Large Language Model

ChatGPT is a type of machine learning natural language processing model for inference, called a large language model (LLM). LLM digests large amounts of text data and infers relationships between words in the text. Over the past few years, these models have continued to evolve as computing power has advanced. As the size of the input data set and parameter space increases, the capabilities of LLM also increase.

The most basic training of a language model involves predicting a word in a sequence of words. Most commonly, this is observed for next token prediction and masking language models.

ChatGPT: the fusion of powerful models, attention mechanisms and reinforcement learning

Generated next token prediction and arbitrary example of masked language model

In this basic ranking technique, usually through long short memory (LSTM) ) model, which fills in the gaps with the statistically most likely words given the environment and context. This sequential modeling structure has two main limitations.

  1. The model cannot give more weight to some surrounding words than others. In the example above, while "reading" may be most commonly associated with "hate", in the database "Jacob" is probably an avid reader and the model should value "Jacob" more than "Jacob" Read” and choose “love” over “hate”.
  2. Input data are processed individually and sequentially, rather than as a whole corpus. This means that when training an LSTM, the window of context is fixed and only extends beyond a single input for a few steps in the sequence. This limits the complexity of the relationships between words and the meanings that can be drawn.
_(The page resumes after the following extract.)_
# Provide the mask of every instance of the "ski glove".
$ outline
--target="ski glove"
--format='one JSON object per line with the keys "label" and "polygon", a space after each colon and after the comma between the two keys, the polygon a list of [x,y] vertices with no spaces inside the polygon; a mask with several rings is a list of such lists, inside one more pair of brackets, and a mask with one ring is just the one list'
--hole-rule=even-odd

To deal with this problem, in 2017, a team at Google Brain introduced converters. Unlike LSTM, the transformer can process all input data simultaneously. Using a self-attention mechanism, the model can assign different weights to different parts of the input data relative to any position in the language sequence. This feature enables large-scale improvements in injecting meaning into LLM and the ability to handle larger data sets.

GPT and Self-Attention

The Generative Pretrained Transformer (GPT) model was first launched by OpenAI in 2018 and is called GPT -1. These models continued to evolve in GPT-2 in 2019, GPT-3 in 2020, and most recently, InstructGPT and ChatGPT in 2022. Before incorporating human feedback into the system, the biggest advances in GPT model evolution were driven by achievements in computational efficiency, which allowed GPT-3 to train on significantly more data than GPT-2, giving it a greater Diverse knowledge base and ability to perform a wider range of tasks.

ChatGPT: the fusion of powerful models, attention mechanisms and reinforcement learning

Comparison of GPT-2 (left) and GPT-3 (right).
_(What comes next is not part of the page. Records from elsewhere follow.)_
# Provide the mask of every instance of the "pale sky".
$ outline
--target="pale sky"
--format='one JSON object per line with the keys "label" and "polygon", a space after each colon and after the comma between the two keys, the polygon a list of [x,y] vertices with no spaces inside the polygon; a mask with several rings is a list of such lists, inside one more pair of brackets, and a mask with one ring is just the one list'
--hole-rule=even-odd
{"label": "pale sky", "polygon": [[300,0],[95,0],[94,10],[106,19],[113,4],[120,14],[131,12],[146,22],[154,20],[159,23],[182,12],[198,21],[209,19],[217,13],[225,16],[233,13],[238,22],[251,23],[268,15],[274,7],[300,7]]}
All GPT models utilize a transformer structure, which means they have an encoder to process the input sequence and a decoder to generate the output sequence. Both the encoder and decoder feature multi-headed self-attention mechanisms, allowing the model to weight various parts of the sequence differently to infer meaning and context. Additionally, the encoder utilizes masked language models to understand the relationships between words and produce more understandable responses.

The self-attention mechanism that drives GPT works by converting a token (a text fragment, which can be a word, a sentence, or other text grouping) into a vector that represents the importance of the token in the input sequence. . To do this, this model:

  • 1. Create a query, key, and value vector for each token in the input sequence.
  • 2. Calculate the similarity between the query vector in step 1 and the key vector of each other tag by taking the dot product of the two vectors.
  • 3. Generate normalized weights by inputting the output of step 2 into a softmax function.
  • 4. By multiplying the weight produced in step 3 with the value vector of each token, a final vector is produced that represents the importance of the token in the sequence.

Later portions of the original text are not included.